The Bihar assembly elections will be keenly watched for many reasons. The outcome of the election will not just be seen as a reflection on Modi’s ability to handle the pandemic and manage the economy, also the inability of the opposition to be able to take the serious regional and national problems to the people. It could also be a factor in West Bengal, more immediately, which votes next in April -May 2021.
The elections are important in their own right for the third most populous state. According to the 2011 Census, 10.4 crore population out of which 7.29 crore, which is more than the population of countries like UK, France, or Italy, are eligible to vote. The first non-congress government was formed at the centre in 1977. Deputy Associate Editor of The Indian Express, Manoj C G wrote; “The coalition of anti-congress forces sowed the seeds of social justice politics” when Karpoori Thakur, the then Bihar chief minister implemented the Mandal Commission’s recommendations, which provided reservations in jobs and educational institutions for the backward castes. He also stated that the “churning set in motion the assertion of the backward castes in national politics has lasted more than four decades.”
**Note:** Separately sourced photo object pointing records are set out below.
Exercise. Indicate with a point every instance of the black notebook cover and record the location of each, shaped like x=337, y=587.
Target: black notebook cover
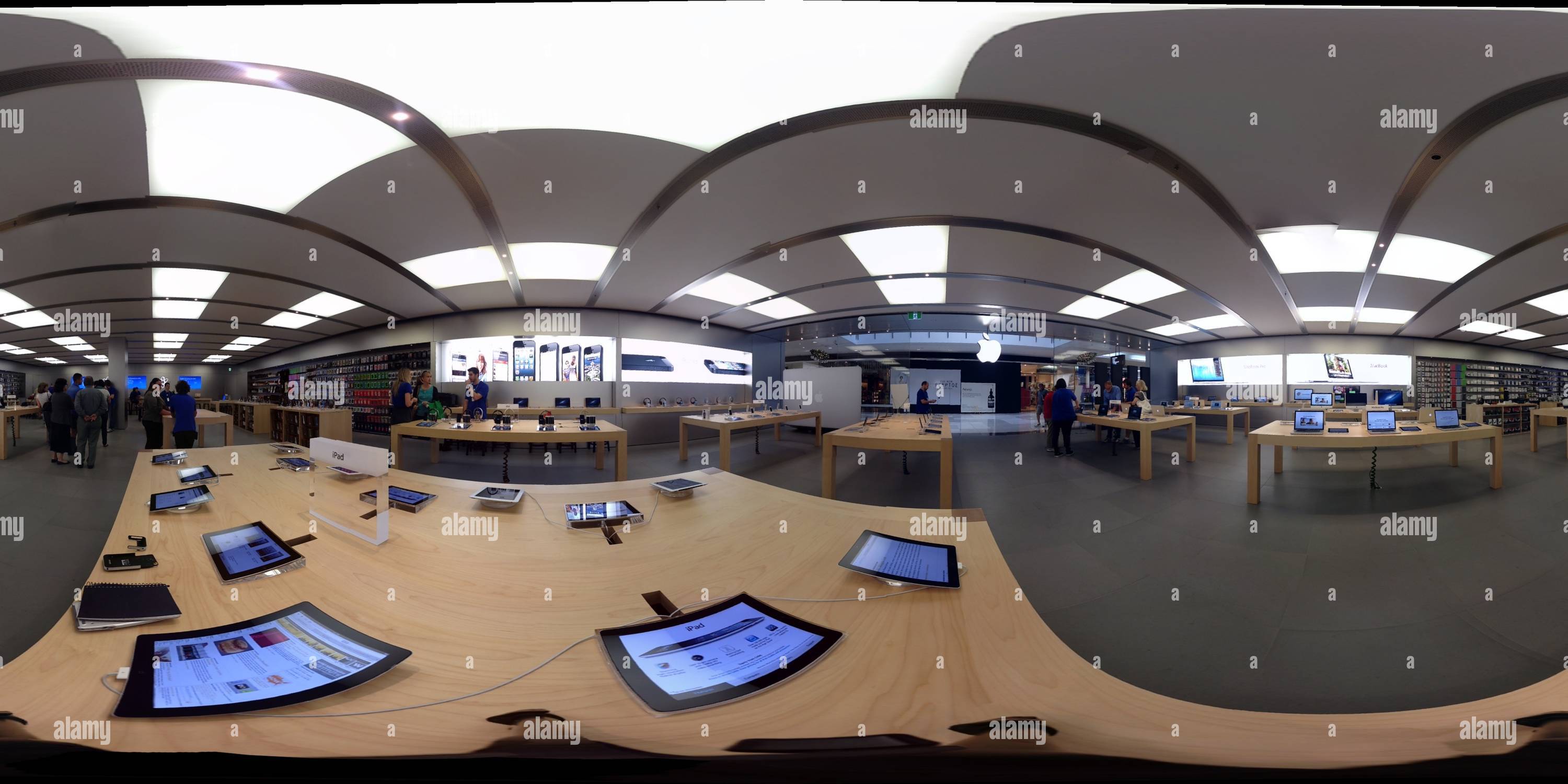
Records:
x=126, y=603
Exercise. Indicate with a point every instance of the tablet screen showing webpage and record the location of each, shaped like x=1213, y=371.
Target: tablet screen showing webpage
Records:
x=730, y=648
x=904, y=559
x=267, y=661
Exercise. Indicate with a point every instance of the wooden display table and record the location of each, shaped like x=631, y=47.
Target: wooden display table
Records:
x=761, y=419
x=1147, y=440
x=1282, y=435
x=204, y=418
x=15, y=418
x=298, y=425
x=899, y=432
x=520, y=433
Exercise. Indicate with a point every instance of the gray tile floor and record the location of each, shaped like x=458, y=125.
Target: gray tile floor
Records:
x=1412, y=623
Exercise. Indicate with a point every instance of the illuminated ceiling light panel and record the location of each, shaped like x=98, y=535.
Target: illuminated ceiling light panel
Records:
x=1554, y=303
x=469, y=266
x=1318, y=248
x=1332, y=313
x=322, y=306
x=1385, y=316
x=560, y=261
x=901, y=250
x=253, y=145
x=1487, y=328
x=1172, y=330
x=733, y=289
x=186, y=284
x=1520, y=335
x=1139, y=287
x=915, y=291
x=178, y=309
x=1093, y=308
x=1217, y=322
x=565, y=55
x=1429, y=259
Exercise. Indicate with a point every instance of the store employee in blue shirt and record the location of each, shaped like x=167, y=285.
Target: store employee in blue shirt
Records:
x=479, y=394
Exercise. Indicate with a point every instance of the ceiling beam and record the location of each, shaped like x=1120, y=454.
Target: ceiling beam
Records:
x=996, y=110
x=360, y=98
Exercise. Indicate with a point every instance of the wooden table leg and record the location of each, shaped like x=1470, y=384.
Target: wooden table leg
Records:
x=1496, y=462
x=944, y=488
x=1252, y=468
x=827, y=469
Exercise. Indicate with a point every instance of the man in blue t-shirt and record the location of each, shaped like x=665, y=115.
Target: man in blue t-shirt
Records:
x=477, y=394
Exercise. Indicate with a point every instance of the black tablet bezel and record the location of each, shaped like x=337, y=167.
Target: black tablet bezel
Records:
x=153, y=499
x=659, y=701
x=226, y=576
x=137, y=700
x=868, y=534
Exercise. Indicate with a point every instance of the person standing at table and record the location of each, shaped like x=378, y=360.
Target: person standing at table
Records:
x=153, y=414
x=182, y=407
x=477, y=394
x=403, y=399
Indira Gandhi’s defeat in 1977, the state is under the Janata Dal (United) by Nitish Kumar defeated the invincible Modi in 2005. But today, their relation being strained, both of them are coalition partners. Parties like LJP leaving, there is stress in the NDA Alliance.
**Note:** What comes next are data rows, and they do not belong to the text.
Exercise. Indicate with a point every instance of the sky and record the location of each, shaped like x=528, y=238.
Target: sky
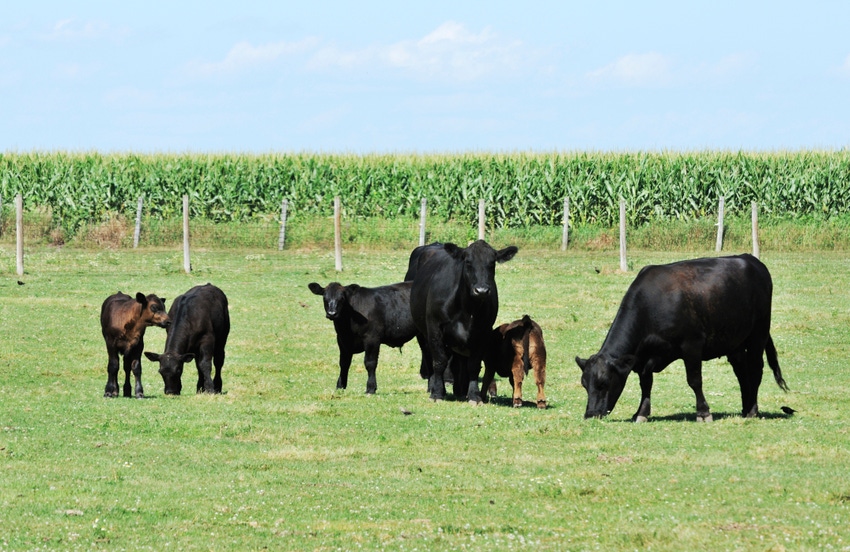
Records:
x=424, y=77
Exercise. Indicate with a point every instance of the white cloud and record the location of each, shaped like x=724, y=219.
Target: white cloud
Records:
x=244, y=55
x=650, y=69
x=450, y=52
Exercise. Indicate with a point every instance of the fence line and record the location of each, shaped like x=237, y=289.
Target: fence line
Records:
x=721, y=206
x=482, y=225
x=187, y=264
x=19, y=229
x=281, y=238
x=138, y=229
x=337, y=235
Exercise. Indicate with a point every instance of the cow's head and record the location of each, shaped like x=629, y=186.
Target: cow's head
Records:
x=604, y=379
x=479, y=266
x=153, y=310
x=335, y=297
x=171, y=369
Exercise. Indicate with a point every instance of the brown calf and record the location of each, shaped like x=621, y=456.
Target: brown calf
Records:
x=515, y=349
x=123, y=320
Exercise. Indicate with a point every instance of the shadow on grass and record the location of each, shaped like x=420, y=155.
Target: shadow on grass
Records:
x=692, y=417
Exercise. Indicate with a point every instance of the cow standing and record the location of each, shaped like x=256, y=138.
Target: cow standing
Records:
x=515, y=349
x=454, y=302
x=364, y=319
x=691, y=310
x=200, y=324
x=123, y=321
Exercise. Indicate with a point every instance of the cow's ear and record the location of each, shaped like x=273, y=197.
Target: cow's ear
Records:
x=451, y=249
x=506, y=254
x=351, y=289
x=625, y=363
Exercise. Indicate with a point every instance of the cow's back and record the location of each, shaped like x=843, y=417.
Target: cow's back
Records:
x=719, y=301
x=201, y=311
x=386, y=310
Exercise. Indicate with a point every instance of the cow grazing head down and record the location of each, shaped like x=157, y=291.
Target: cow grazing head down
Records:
x=604, y=380
x=153, y=311
x=171, y=369
x=335, y=297
x=479, y=266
Let’s look at a few factors by other parties:
The Nitish Kumar factor, in which he is known for his development in politics that people have appreciated. But there is also that which mounts, anti-incumbency, where his government is seen as stumbling on jobs, COVID-19, and the floods.
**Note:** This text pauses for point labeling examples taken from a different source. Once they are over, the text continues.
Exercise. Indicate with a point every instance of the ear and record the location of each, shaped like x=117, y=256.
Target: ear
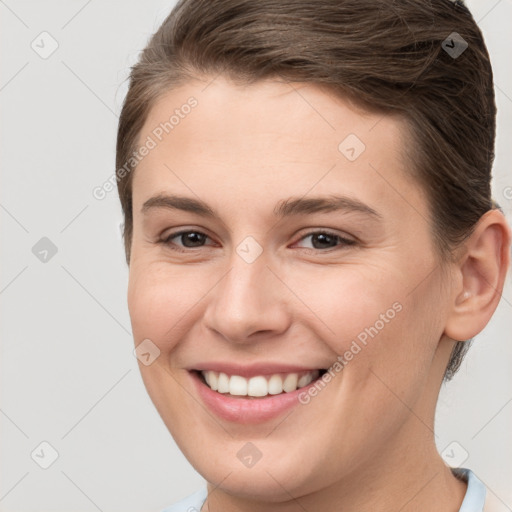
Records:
x=480, y=277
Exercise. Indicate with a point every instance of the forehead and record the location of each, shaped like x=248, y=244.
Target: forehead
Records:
x=269, y=139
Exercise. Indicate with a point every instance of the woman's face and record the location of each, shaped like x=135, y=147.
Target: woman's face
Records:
x=270, y=281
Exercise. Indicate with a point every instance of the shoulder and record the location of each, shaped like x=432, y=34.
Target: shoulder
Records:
x=191, y=503
x=474, y=499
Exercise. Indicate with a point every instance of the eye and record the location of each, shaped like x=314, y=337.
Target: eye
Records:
x=327, y=240
x=189, y=240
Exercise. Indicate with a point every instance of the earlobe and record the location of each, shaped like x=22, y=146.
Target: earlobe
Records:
x=482, y=270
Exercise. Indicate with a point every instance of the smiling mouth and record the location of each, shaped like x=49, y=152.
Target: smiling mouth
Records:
x=259, y=386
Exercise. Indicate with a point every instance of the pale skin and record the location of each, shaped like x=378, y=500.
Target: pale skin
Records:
x=366, y=442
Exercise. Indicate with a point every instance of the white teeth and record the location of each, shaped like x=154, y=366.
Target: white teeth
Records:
x=260, y=385
x=223, y=383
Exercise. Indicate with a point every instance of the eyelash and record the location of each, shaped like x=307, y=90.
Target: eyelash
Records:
x=344, y=241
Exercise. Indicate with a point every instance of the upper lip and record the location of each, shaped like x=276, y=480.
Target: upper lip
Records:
x=252, y=370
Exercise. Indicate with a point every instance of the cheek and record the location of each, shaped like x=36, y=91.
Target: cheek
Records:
x=162, y=302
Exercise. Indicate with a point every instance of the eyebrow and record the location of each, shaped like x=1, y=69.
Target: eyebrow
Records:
x=285, y=208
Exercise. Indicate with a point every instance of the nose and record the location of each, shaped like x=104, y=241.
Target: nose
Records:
x=249, y=303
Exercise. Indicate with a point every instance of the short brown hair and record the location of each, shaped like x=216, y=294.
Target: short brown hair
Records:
x=386, y=56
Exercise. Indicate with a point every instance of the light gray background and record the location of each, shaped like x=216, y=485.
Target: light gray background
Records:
x=68, y=375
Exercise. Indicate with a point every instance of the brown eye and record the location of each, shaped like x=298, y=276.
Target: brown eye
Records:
x=326, y=240
x=188, y=239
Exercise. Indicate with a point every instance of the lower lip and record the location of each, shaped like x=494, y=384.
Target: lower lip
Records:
x=245, y=410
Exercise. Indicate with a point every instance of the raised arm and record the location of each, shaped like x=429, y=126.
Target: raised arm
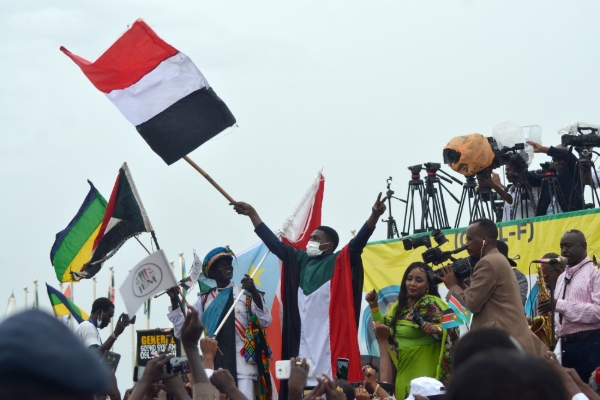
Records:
x=360, y=241
x=264, y=233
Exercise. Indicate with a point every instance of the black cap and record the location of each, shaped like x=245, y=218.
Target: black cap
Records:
x=503, y=248
x=38, y=346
The Modi factor will also be under test, in 2019, the Lok Sabha polls were swept by the Modi-led BJP. The NDA Alliance had won all but one out of 40 seats including the JD-U and the Lok Janashakti Party, whereas the rest of the seats were won by the congress. Since then, the BJP has lost Jharkhand, Delhi, and Maharashtra and has been smashed in Haryana. Bihar was the state which saw a large number of migrants return back home in the lockdown period which could be a factor in the outcome of the elections.
More factors from the opposition that includes the RJD, Congress, and the Left Wing:
Lalu Yadav factor has been a potent force for three decades. Tejashwi Yadav is a young ambitious man, but his lack of administrative experience weighs against him, especially in the governance plank of Nitish Kumar.
Constituting about 16% of the state’s population is the Dalit’s. When Lalu Yadav was at his peak, the RJD enjoyed the backing of most Muslims and Dalits. Over the years, this alliance was separated, managed by Nitish Kumar, which has now resulted in a mixed caste environment.
Now, the Muslim factor: Traditionally, the Muslims have been with Lalu Prasad Yadav and the Congress in Bihar. Chief Minister Lalu Prasad Yadav, putting a halt on L K Advani’s ‘Rath Yatra,’ a chariot tour around the country that concluded in the demolition of the Babri Masjid in October 1990. This goodwill by Muslims will be at the test with Lalu Yadav behind bars for corruption charges. The more important factor that gets highlighted is, under the Modi Government, the Muslims have been completely side-lined. This estrangement is a threat to rub off on his ally, Nitish Kumar. With his popularity weakening in the assembly polls of 2015, Nitish Kumar managed to be able to retain the support of as much as 17% of the Muslim population, largely on the account of Mahagathbandhan partners, RJD and the Congress. A fact that he turned around and went back to BJP in 2017 is viewed as backstabbing by the community.
The All India Majlis-e-Ittehad-ul-Muslimeen or AIMIM (translated as: “All India Council for Unity of Muslims”) leader Asaduddin Owaisi is expected to pick up a fair share in the Muslim dominated areas, while RJD-Congress still remains to claim the Muslim vote in Bihar.